JP6465778B2 - Dust collector - Google Patents

Description

  The present invention relates to a dust collector that collects dust generated in a factory or a construction site.

2. Description of the Related Art Conventionally, a dust collector that collects dust using static electricity is known.
An example of this type of dust collector is disclosed in Patent Document 1. This dust collector has a charging unit that charges dust by passing air containing dust in an atmosphere where positive or negative ions are generated, and a dust collecting unit that collects the charged dust with a dust collecting electrode. It is equipped with.
The dust collecting unit includes a dust collecting electrode and a ground electrode, and the charged dust is attracted to the dust collecting electrode by a Coulomb force generated in an electric field formed by the dust collecting electrode and the ground electrode. Yes. However, not all dust is collected by the dust collecting electrode in the dust collecting portion. Dust that has passed through the dust collecting part without being collected by the dust collecting electrode is discharged to the outside from the dust collecting device.

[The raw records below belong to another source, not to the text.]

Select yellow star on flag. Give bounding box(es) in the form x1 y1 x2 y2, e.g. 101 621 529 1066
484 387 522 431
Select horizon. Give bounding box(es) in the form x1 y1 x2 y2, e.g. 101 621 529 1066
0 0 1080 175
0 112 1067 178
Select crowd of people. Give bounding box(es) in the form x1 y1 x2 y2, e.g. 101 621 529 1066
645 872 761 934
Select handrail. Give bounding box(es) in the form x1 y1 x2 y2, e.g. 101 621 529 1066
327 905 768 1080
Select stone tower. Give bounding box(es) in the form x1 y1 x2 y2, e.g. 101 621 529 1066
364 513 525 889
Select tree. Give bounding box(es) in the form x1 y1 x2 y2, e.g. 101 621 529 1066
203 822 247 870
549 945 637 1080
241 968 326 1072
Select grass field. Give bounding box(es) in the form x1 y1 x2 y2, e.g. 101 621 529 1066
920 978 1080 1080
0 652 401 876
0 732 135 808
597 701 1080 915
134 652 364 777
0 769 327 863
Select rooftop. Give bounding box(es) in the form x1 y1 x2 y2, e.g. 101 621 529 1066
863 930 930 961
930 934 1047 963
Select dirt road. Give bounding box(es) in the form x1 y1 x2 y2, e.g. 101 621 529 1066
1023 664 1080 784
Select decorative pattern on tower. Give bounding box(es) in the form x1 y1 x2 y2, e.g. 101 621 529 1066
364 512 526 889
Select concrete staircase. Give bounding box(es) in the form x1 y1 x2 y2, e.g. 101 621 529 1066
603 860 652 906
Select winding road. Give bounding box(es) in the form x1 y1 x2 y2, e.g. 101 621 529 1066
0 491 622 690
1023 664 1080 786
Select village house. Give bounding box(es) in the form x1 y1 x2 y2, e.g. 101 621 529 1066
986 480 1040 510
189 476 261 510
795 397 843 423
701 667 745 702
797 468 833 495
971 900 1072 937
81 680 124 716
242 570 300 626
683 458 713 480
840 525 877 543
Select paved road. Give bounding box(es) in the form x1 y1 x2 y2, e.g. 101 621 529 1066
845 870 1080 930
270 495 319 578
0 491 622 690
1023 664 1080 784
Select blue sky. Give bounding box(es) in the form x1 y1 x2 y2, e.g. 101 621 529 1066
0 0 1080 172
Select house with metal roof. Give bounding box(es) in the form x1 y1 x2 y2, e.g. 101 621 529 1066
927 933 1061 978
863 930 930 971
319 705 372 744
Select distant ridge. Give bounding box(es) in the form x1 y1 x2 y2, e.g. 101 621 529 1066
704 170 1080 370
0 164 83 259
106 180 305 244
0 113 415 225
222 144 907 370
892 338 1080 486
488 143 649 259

As described above, the dust air discharged to the outside through the dust device is charged by passing through the charging unit, and therefore, when discharged as it is, it is statically applied to the wall of the factory outside the dust collector. Electrodeposits and soils the surroundings.
In order to prevent such electrostatic adhesion of dust, the apparatus of Patent Document 1 includes a neutralization unit that neutralizes the surface charge of charged dust.

This neutralization part is provided with a discharge electrode and a ground electrode, and a high voltage having a polarity opposite to the voltage applied to the discharge electrode of the charging part is applied to the discharge electrode of the neutralization part and is generated at the charging part An ion having a polarity opposite to that of the ion to be generated is generated. And the electric charge of dust is neutralized with the ion produced | generated in the neutralization part.
Further, in the above charging unit, the voltage applied to the discharge electrode may be controlled stepwise in order to increase the dust collection efficiency in the dust collection unit and to adjust the charging state according to the component and size of the dust. .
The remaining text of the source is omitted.